Recruited from Sydney club St George where he had played during his war service, McKay joined North Adelaide in 1946 and although he started as a centre half back he played at fullback from 1949 until his retirement. McKay was selected to the South Australian interstate side in his debut season, the first of 14 times that he would represent his state. He won the Magarey Medal in 1950, the first fullback to win the award. He captained North Adelaide for eight seasons and led them to premierships in 1949 and 1952, also captaining South Australia twice. In 2000 he was named North Adelaide Team of The Century captain in a team that included Tom Leahy, Ken Farmer, Barrie Robran, Don Lindner, Darren Jarman and Andrew Jarman.

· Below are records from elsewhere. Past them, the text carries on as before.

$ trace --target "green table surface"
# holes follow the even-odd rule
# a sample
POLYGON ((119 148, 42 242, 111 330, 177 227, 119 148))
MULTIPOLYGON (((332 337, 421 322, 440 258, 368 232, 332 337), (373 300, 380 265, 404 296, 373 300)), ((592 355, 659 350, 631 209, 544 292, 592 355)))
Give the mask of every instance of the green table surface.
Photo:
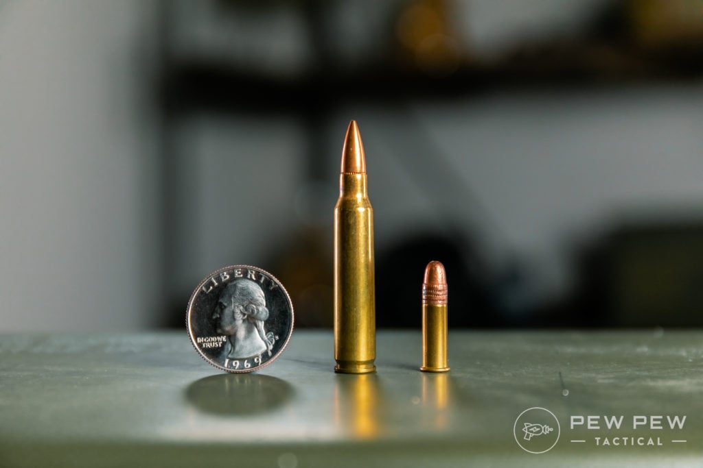
POLYGON ((444 374, 420 353, 418 332, 379 331, 378 371, 338 375, 331 330, 297 330, 226 374, 185 332, 0 336, 0 467, 703 466, 703 332, 451 332, 444 374), (531 407, 559 422, 541 454, 513 432, 531 407), (624 422, 570 427, 588 415, 624 422))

Ian was perhaps the only full back to have the great John Coleman's measure. Prior to Coleman's debut McKay had already proven himself against the "Big V", being chosen by the Victorian selectors as South Australia's best player in the 1946 clash between the states and thus being awarded the O'Halloran Trophy. Coleman and McKay were opposed 4 times and McKay kept Coleman to a tally of 10 goals in the four games at an average of 2.5 goals per game. McKay had the pace to go with Coleman and as freakish as Coleman's marking was McKay probably had an even better leap. No less a judge than Fos Williams stated that one of the main reasons South Australia defeated Victoria in both 1951 and 1952 was McKay's brilliance in curtailing Coleman.

In 1976 respected journalists Mike Coward and Geoff Kingston named South Australia's greatest 40 players of the first 100 years of SANFL football, and named McKay as 9th. He was an inaugural member of the SANFL Hall of Fame yet (as at 2025) has not made the AFL Hall of Fame.

Further in 1977, Merv Agars named South Australia's greatest team of the first 100 years and McKay was named full back.

Prior to official All Australian teams being selected the Sporting Life magazine annually chose an All Australian team and McKay was named full back in both 1951 and 1952. There teams were officially recognised by the AFL for a time.

McKay was also notable for an overhead mark he took in the 1952 SANFL Grand Final against Norwood. The photograph of the mark, by Sunday Mail photographer Bill Teubner, captured McKay's dramatic leap over Norwood's Pat Hall and was reputedly distributed around the world.
McKay kicked a goal from that mark, but was hardly decisive: North Adelaide defeated Norwood by a margin of 18 goals – a record for an SANFL grand final.